Sections

Research

Can Congress Legislate for the Future?

Observing the summer rush to pass bills deemed important for legislators facing tough re-election battles, a Capitol Hill reporter summed up the season as “Legislating for November.” Given legislators’ incentives to take credit and to avoid blame, the question naturally arises: Can Congress legislate for the longer-term? Do legislators have the necessary incentives, capacity, and institutions for addressing long-range policy issues—problems like Social Security, global climate change, health care financing, and defense restructuring? I argue that congressional pathologies limit Congress’s ability to legislate for the future, pathologies exacerbated today by partisan polarization and competition.

Why is Congress prone to ignore problems with long-term consequences, and why might that tendency be worse today than before? To answer these questions, I explore first why Congress finds it challenging to solve problems, regardless of the temporal nature of the problem.
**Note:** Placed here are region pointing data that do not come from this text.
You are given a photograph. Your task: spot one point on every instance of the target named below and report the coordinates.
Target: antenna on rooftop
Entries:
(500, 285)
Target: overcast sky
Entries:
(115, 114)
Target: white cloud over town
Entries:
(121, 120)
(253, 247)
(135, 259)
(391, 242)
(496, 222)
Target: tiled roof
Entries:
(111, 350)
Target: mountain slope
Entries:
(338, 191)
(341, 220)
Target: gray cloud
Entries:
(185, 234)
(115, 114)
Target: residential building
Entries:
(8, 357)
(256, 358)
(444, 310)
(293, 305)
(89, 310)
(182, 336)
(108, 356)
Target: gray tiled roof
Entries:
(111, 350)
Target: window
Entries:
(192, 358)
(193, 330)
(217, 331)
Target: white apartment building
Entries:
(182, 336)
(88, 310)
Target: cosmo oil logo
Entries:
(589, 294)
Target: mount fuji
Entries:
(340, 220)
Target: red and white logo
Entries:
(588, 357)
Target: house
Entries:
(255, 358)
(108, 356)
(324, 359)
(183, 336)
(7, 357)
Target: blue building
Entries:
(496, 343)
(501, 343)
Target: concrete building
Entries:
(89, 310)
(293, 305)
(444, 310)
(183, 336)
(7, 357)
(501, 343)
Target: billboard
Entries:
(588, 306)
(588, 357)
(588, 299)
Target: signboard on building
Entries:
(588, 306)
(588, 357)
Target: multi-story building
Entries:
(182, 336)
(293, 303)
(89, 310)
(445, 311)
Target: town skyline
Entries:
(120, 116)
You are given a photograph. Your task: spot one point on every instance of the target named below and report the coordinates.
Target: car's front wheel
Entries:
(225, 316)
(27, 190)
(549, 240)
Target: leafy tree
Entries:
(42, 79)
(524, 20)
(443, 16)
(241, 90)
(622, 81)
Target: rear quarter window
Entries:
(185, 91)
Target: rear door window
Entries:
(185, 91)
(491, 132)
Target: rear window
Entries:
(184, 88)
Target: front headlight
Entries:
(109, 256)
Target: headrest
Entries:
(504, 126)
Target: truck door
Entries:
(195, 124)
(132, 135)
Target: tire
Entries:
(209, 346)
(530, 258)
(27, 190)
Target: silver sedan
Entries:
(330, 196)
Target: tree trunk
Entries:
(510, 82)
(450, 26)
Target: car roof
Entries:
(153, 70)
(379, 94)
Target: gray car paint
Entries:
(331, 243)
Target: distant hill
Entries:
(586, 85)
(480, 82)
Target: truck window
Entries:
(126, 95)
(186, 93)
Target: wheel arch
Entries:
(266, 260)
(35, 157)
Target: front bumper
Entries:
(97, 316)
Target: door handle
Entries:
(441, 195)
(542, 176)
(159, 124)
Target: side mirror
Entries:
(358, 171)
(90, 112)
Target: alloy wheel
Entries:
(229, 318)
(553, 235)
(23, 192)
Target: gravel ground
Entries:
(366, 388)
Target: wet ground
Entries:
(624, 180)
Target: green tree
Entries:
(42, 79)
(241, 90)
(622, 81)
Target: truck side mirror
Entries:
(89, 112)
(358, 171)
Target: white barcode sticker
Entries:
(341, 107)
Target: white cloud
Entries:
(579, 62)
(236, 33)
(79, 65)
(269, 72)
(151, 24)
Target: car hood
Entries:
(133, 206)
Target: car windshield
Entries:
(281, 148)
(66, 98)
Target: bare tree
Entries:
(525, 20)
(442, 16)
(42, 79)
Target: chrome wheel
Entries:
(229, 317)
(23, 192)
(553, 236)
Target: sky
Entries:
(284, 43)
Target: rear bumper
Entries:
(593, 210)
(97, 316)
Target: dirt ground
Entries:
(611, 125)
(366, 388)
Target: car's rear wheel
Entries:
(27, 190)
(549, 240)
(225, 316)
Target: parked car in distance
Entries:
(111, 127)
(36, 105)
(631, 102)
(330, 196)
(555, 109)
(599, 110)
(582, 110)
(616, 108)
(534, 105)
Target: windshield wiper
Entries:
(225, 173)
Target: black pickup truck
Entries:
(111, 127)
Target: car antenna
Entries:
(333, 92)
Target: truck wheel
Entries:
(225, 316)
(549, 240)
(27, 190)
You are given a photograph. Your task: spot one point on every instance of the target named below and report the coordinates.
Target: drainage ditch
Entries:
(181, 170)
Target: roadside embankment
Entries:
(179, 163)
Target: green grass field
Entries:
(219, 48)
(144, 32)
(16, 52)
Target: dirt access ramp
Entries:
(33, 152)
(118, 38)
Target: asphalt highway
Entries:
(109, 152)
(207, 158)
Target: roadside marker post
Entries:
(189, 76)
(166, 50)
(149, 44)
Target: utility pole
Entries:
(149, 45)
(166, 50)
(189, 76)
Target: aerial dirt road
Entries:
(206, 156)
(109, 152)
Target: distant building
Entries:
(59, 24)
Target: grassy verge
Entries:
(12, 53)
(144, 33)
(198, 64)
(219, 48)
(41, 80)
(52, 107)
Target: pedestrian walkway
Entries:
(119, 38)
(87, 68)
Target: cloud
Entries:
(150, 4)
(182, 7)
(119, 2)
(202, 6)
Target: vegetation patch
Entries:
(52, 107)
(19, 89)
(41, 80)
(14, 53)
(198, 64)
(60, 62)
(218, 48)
Electoral incentives and organizational arrangements conspire to make it tough for members of Congress to resolve difficult public problems. Legislating for the future inherits all of the stickiness of the legislative process, and then is further vexed by the difficulty of reaching compromise on policy problems whose effects will not be felt for decades—even as the political fallout occurs immediately. Congress may have the analytic capacity to inform itself about adverse long-term policy consequences, but it often lacks the political will to do much about them.